Berlin – Dank der hohen Strompreise hat die Berliner Vattenfall Europe AG im vergangenen Jahr ein Rekordergebnis erreicht. Der Gewinn stieg um gut zehn Prozent auf 1,6 Milliarden Euro, teilte das Unternehmen am Donnerstag mit. Damit lieferte die deutsche Tochter den größten Teil zum Konzerngewinn des schwedischen Staatskonzerns Vattenfall AB, der 2007 drei Milliarden Euro betrug.

Das gute Ergebnis der deutschen Vattenfall kam trotz widriger Umstände zustande: Erst fielen im Frühjahr die Kernkraftwerke Krümmel und Brunsbüttel aus, dann vertrieb eine unglückliche Preiserhöhungen rund 250 000 Kunden, und schließlich belastete die Führungskrise das Image des Konzerns. Ganz zu schweigen von Versuchen der Politik, die Marktmacht der vier großen deutschen Versorger einzuschränken.

Die Stilllegung der Kernkraftwerke hat Vattenfall bislang 201 Millionen Euro gekostet. Konzernchef Lars Göran Josefsson äußerte sich am Donnerstag in Stockholm nicht zum Zeitpunkt der Wiederinbetriebnahme der AKW. Stattdessen sprach er von einer „unangemessenen Informationspolitik“ im vergangenen Sommer. Wegen der Pannen musste damals der Chef der deutschen Vattenfall, Klaus Rauscher, gehen. Rauscher war dem Schweden auch zu eigensinnig geworden. Die deutsche Vattenfall mit derzeit 4300 Beschäftigten war entstanden aus dem Zusammenschluss der Berliner Bewag mit der Hamburger HEW und den ostdeutschen Braunkohleunternehmen Laubag und Veag.

Der seit Januar amtierende Chef der deutschen Vattenfall, Tuomo Hatakka, betonte anlässlich der Bekanntgabe der Geschäftszahlen die zunehmenden „Risiken und Unwägbarkeiten“, mit denen sich die Energiewirtschaft rumschlagen müsse. Damit sind unter anderem Pläne der EU-Kommission gemeint, den Energiekonzernen die Leitungsnetze abzunehmen, aber auch die zunehmenden Widerstände gegen den Bau neuer Kraftwerke. Die Risiken seien Vattenfall bewusst, ließ sich Hatakka zitieren, und würden auch in den Investitionsprogrammen berücksichtigt.

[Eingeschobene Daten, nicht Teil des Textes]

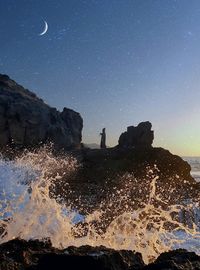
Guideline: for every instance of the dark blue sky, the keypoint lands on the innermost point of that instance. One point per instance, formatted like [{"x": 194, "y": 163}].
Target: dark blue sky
[{"x": 117, "y": 62}]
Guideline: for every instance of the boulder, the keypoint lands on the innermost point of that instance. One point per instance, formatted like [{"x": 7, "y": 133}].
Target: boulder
[
  {"x": 176, "y": 260},
  {"x": 26, "y": 121},
  {"x": 34, "y": 255},
  {"x": 21, "y": 254},
  {"x": 140, "y": 136}
]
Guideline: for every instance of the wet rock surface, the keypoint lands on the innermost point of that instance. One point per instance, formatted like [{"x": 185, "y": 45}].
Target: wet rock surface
[
  {"x": 139, "y": 136},
  {"x": 109, "y": 173},
  {"x": 176, "y": 260},
  {"x": 21, "y": 254},
  {"x": 26, "y": 121}
]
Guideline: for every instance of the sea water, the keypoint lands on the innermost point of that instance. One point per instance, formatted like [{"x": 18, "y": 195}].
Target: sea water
[{"x": 28, "y": 211}]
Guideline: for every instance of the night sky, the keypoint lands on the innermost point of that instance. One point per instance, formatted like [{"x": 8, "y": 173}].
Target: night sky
[{"x": 117, "y": 62}]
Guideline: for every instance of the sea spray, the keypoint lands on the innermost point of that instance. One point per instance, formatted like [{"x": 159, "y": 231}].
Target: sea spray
[{"x": 30, "y": 211}]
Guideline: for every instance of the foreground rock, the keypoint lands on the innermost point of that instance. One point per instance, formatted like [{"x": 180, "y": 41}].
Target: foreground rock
[
  {"x": 140, "y": 136},
  {"x": 26, "y": 121},
  {"x": 19, "y": 254},
  {"x": 121, "y": 178},
  {"x": 176, "y": 260}
]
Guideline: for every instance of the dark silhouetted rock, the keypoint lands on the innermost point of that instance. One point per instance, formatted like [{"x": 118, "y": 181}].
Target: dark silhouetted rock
[
  {"x": 20, "y": 254},
  {"x": 176, "y": 260},
  {"x": 140, "y": 136},
  {"x": 26, "y": 121}
]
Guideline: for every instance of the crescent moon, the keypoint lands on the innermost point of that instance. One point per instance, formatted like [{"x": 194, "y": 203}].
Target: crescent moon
[{"x": 45, "y": 29}]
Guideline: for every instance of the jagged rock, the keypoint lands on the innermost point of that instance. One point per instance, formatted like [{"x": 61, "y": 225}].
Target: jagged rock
[
  {"x": 140, "y": 136},
  {"x": 34, "y": 255},
  {"x": 121, "y": 177},
  {"x": 176, "y": 260},
  {"x": 26, "y": 121},
  {"x": 20, "y": 254}
]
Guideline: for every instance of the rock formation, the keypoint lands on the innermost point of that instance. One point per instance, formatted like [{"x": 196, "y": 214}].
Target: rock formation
[
  {"x": 26, "y": 121},
  {"x": 34, "y": 255},
  {"x": 140, "y": 136}
]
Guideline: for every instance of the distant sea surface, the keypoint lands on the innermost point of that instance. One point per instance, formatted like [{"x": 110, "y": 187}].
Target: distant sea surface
[{"x": 195, "y": 166}]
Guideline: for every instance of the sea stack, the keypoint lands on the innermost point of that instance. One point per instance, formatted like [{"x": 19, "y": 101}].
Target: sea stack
[{"x": 27, "y": 121}]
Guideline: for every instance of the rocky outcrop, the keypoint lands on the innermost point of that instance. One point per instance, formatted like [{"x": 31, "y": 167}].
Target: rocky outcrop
[
  {"x": 19, "y": 254},
  {"x": 26, "y": 121},
  {"x": 117, "y": 178},
  {"x": 140, "y": 136},
  {"x": 176, "y": 260},
  {"x": 34, "y": 255}
]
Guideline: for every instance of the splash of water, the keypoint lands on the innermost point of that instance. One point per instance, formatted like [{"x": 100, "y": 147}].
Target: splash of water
[{"x": 29, "y": 212}]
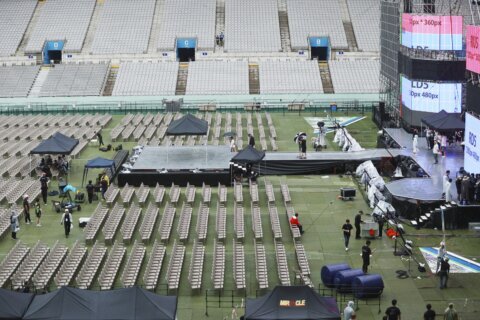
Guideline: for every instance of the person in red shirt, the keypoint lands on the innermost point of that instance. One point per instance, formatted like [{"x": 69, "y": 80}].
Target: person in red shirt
[{"x": 294, "y": 222}]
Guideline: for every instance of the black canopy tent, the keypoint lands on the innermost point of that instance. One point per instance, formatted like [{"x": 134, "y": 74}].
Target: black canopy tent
[
  {"x": 56, "y": 144},
  {"x": 444, "y": 121},
  {"x": 123, "y": 304},
  {"x": 98, "y": 163},
  {"x": 188, "y": 125},
  {"x": 13, "y": 305},
  {"x": 292, "y": 303},
  {"x": 249, "y": 156}
]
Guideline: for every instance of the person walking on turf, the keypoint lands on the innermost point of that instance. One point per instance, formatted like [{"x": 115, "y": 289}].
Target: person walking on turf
[
  {"x": 90, "y": 190},
  {"x": 429, "y": 314},
  {"x": 450, "y": 313},
  {"x": 393, "y": 312},
  {"x": 38, "y": 211},
  {"x": 435, "y": 151},
  {"x": 444, "y": 273},
  {"x": 251, "y": 140},
  {"x": 104, "y": 184},
  {"x": 99, "y": 138},
  {"x": 415, "y": 144},
  {"x": 358, "y": 221},
  {"x": 44, "y": 187},
  {"x": 366, "y": 253},
  {"x": 14, "y": 224},
  {"x": 67, "y": 222},
  {"x": 349, "y": 312},
  {"x": 442, "y": 253},
  {"x": 26, "y": 209},
  {"x": 294, "y": 222},
  {"x": 347, "y": 230}
]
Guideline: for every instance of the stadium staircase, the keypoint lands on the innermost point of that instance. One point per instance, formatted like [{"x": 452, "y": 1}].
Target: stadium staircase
[
  {"x": 284, "y": 28},
  {"x": 156, "y": 25},
  {"x": 253, "y": 79},
  {"x": 326, "y": 77},
  {"x": 112, "y": 77},
  {"x": 182, "y": 79},
  {"x": 347, "y": 26},
  {"x": 220, "y": 22},
  {"x": 92, "y": 28},
  {"x": 28, "y": 32},
  {"x": 39, "y": 81}
]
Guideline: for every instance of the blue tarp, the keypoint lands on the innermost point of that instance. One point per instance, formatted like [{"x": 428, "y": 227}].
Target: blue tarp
[{"x": 56, "y": 144}]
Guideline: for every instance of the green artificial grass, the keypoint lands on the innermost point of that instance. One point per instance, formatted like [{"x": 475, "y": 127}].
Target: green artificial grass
[{"x": 315, "y": 198}]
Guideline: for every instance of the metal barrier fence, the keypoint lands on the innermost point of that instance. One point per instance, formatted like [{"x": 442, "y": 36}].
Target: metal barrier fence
[
  {"x": 224, "y": 299},
  {"x": 124, "y": 108}
]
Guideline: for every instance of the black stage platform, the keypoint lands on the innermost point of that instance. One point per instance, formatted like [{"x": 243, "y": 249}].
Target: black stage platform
[
  {"x": 211, "y": 164},
  {"x": 180, "y": 165}
]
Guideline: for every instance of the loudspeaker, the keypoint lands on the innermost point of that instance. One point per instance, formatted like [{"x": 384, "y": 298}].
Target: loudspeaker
[
  {"x": 348, "y": 192},
  {"x": 381, "y": 108}
]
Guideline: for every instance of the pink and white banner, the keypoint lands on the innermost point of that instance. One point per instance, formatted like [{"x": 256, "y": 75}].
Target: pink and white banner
[
  {"x": 432, "y": 32},
  {"x": 473, "y": 50}
]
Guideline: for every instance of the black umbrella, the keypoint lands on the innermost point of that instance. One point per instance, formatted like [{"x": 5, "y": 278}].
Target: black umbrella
[
  {"x": 300, "y": 135},
  {"x": 230, "y": 134}
]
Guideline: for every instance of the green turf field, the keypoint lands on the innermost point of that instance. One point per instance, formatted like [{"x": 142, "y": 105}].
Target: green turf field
[{"x": 322, "y": 214}]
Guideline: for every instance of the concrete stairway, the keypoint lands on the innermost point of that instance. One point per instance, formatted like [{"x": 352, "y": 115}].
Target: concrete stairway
[
  {"x": 156, "y": 24},
  {"x": 112, "y": 77},
  {"x": 284, "y": 28},
  {"x": 92, "y": 28},
  {"x": 220, "y": 22},
  {"x": 31, "y": 26},
  {"x": 39, "y": 81},
  {"x": 253, "y": 79},
  {"x": 347, "y": 26},
  {"x": 182, "y": 79},
  {"x": 326, "y": 77}
]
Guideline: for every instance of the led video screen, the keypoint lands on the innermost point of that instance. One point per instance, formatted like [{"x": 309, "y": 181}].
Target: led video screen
[
  {"x": 432, "y": 32},
  {"x": 473, "y": 50},
  {"x": 431, "y": 96},
  {"x": 472, "y": 144}
]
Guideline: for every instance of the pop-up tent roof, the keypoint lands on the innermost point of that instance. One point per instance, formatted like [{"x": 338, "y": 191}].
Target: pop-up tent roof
[
  {"x": 188, "y": 125},
  {"x": 122, "y": 304},
  {"x": 249, "y": 154},
  {"x": 292, "y": 303},
  {"x": 444, "y": 121},
  {"x": 14, "y": 304},
  {"x": 98, "y": 163},
  {"x": 56, "y": 144}
]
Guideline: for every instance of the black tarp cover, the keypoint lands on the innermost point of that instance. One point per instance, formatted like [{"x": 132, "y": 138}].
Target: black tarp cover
[
  {"x": 98, "y": 163},
  {"x": 188, "y": 125},
  {"x": 56, "y": 144},
  {"x": 122, "y": 304},
  {"x": 13, "y": 304},
  {"x": 444, "y": 121},
  {"x": 292, "y": 303},
  {"x": 249, "y": 154}
]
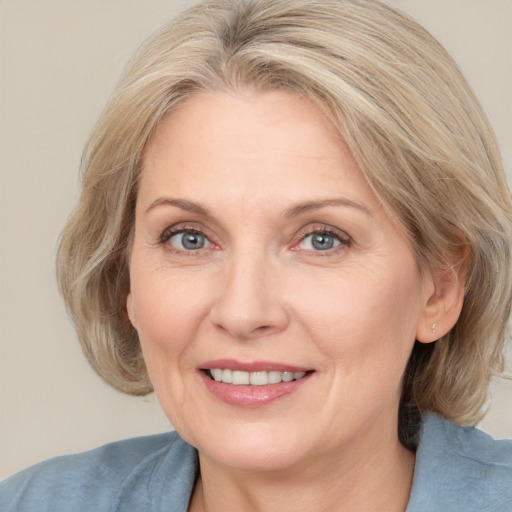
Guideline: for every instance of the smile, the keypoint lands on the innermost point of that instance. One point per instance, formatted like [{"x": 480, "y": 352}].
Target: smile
[{"x": 259, "y": 378}]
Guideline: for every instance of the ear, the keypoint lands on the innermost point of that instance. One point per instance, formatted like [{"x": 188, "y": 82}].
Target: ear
[
  {"x": 444, "y": 304},
  {"x": 129, "y": 309}
]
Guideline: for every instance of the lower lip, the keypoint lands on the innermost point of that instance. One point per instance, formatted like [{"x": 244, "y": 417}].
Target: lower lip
[{"x": 251, "y": 396}]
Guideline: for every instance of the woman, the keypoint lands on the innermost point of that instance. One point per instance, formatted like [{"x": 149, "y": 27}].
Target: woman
[{"x": 295, "y": 228}]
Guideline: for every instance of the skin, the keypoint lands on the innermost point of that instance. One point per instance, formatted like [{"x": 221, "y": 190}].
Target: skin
[{"x": 258, "y": 290}]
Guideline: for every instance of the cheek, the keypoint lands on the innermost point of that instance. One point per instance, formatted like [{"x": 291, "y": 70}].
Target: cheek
[
  {"x": 363, "y": 316},
  {"x": 168, "y": 309}
]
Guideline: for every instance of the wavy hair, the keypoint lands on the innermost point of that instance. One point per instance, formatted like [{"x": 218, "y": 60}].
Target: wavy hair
[{"x": 411, "y": 122}]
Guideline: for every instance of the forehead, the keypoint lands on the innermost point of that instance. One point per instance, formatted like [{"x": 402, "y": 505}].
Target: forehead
[{"x": 252, "y": 140}]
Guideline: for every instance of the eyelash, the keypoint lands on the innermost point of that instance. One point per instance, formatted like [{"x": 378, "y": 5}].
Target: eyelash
[{"x": 342, "y": 237}]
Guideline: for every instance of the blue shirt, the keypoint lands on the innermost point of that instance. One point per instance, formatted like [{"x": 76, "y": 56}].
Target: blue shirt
[{"x": 457, "y": 470}]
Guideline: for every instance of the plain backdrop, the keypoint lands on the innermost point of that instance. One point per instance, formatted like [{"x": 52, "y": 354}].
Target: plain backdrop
[{"x": 59, "y": 61}]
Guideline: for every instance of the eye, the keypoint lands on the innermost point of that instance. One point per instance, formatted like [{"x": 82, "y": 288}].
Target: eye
[
  {"x": 320, "y": 241},
  {"x": 188, "y": 241}
]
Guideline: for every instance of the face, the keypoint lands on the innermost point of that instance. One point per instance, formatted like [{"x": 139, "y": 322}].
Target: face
[{"x": 260, "y": 255}]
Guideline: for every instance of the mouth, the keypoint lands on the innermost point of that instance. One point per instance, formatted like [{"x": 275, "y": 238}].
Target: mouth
[
  {"x": 252, "y": 385},
  {"x": 257, "y": 378}
]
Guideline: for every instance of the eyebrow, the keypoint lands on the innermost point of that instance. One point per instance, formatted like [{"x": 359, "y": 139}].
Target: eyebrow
[
  {"x": 188, "y": 206},
  {"x": 301, "y": 208},
  {"x": 294, "y": 211}
]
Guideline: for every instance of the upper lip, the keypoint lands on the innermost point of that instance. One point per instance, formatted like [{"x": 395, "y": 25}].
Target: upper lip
[{"x": 251, "y": 366}]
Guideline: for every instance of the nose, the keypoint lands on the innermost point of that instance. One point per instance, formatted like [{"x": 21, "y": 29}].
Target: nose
[{"x": 249, "y": 304}]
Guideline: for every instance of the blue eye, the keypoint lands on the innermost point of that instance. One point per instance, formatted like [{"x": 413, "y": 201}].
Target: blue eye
[
  {"x": 188, "y": 241},
  {"x": 320, "y": 242}
]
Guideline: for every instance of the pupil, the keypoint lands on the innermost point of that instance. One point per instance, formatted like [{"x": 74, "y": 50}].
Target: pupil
[
  {"x": 193, "y": 241},
  {"x": 322, "y": 242}
]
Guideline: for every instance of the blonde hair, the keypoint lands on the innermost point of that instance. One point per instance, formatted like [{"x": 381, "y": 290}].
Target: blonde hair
[{"x": 411, "y": 121}]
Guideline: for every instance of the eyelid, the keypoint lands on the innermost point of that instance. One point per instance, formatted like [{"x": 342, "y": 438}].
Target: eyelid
[
  {"x": 186, "y": 227},
  {"x": 344, "y": 238}
]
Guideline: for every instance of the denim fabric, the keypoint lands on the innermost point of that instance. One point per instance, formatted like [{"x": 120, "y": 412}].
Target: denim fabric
[{"x": 457, "y": 470}]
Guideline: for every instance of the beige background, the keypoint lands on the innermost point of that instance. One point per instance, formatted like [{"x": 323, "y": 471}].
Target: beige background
[{"x": 59, "y": 61}]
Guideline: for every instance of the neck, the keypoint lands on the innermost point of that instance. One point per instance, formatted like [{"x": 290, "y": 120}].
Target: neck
[{"x": 377, "y": 478}]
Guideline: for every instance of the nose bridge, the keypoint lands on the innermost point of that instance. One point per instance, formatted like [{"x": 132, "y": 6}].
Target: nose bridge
[{"x": 249, "y": 303}]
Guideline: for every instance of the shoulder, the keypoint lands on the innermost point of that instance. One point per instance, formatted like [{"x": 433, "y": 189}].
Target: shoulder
[
  {"x": 125, "y": 475},
  {"x": 461, "y": 469}
]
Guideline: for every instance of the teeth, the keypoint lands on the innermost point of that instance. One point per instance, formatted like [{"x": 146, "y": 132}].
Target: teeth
[{"x": 239, "y": 378}]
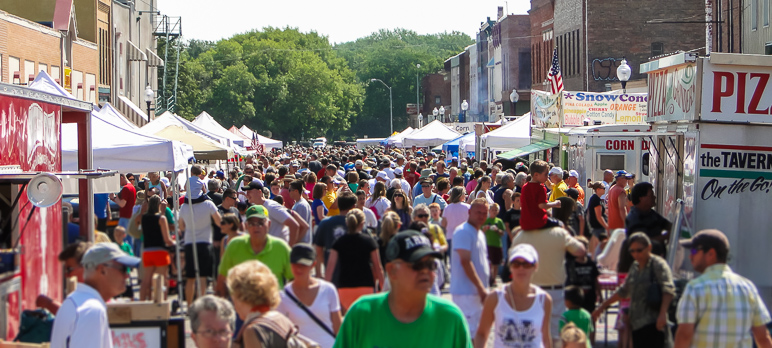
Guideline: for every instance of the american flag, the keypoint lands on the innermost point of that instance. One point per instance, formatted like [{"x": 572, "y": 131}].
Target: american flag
[
  {"x": 554, "y": 76},
  {"x": 256, "y": 145}
]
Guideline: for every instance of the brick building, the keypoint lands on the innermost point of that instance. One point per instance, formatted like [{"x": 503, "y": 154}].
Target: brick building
[
  {"x": 592, "y": 37},
  {"x": 28, "y": 46}
]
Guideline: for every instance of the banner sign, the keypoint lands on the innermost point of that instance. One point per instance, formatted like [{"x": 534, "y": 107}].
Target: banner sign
[
  {"x": 733, "y": 93},
  {"x": 607, "y": 108}
]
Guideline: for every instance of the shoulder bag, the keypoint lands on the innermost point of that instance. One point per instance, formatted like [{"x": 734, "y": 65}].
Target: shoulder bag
[{"x": 309, "y": 313}]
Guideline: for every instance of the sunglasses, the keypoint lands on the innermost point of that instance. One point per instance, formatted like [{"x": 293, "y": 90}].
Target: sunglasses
[
  {"x": 521, "y": 264},
  {"x": 422, "y": 265}
]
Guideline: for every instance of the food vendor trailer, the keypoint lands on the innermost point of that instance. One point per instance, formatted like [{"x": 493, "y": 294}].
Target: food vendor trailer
[
  {"x": 711, "y": 152},
  {"x": 593, "y": 149},
  {"x": 31, "y": 237}
]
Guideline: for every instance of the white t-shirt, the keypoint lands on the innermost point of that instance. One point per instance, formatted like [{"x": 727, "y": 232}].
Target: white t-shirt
[
  {"x": 277, "y": 213},
  {"x": 83, "y": 319},
  {"x": 455, "y": 214},
  {"x": 199, "y": 224},
  {"x": 326, "y": 302}
]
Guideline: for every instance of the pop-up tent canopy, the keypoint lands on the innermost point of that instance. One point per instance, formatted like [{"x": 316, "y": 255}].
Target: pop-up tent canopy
[
  {"x": 124, "y": 150},
  {"x": 396, "y": 140},
  {"x": 203, "y": 148},
  {"x": 206, "y": 121},
  {"x": 169, "y": 119},
  {"x": 117, "y": 144},
  {"x": 265, "y": 141},
  {"x": 512, "y": 135},
  {"x": 433, "y": 134}
]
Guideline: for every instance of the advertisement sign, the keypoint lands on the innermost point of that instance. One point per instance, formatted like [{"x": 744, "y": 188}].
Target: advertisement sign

Das Unternehmen spricht seit längerem von einem Investitionsvolumen von fünf bis sechs Milliarden Euro, das mittelfristig abgearbeitet werde. Dazu gehört ein Kohlekraftwerk in Hamburg-Moorburg für rund zwei Milliarden Euro sowie Ausgaben für den Ausbau erneuerbarer Energien, die Vattenfall mit 1,6 Milliarden Euro beziffert. Geplant ist ferner eine neues Steinkohlekraftwerk in Berlin für Kraft-Wärme-Kopplung, das aber in Politik und Wirtschaft abgelehnt wird. Die Berliner Kammern forderten sogar dazu auf, Vattenfall den Neubau zu verbieten und stattdessen Kraftwerke von Konkurrenten bauen zu lassen. Das, so glauben die Kammern, würde für mehr Wettbewerb sorgen.

Hatakka bekannte sich erneute zur „stärkeren Kundenorientierung und zu unseren CO2-Minderungszielen“. In diesem Jahr soll es keine Preiserhöhung geben, hatte Vattenfall kürzlich mitgeteilt. Und in der Lausitz baut das Unternehmen eine Pilotanlage zur CO2-Abscheidung bei der Braunkohleverstromung. Im Sommer soll die Anlage in Betrieb gehen. Die Globalisierungsgegner von Attac beschuldigten Vattenfall unterdessen der „Abzocke“. „Statt soziale Preise zu gewährleisten und in erneuerbare Energien zu investieren, erwirtschaften Vattenfall und Konsorten Rekordgewinne, um mit gefüllten Kassen international zu expandieren“, sagte ein Attac-Vertreter. Attac möchte die Stromkonzerne enteignen und zerlegen.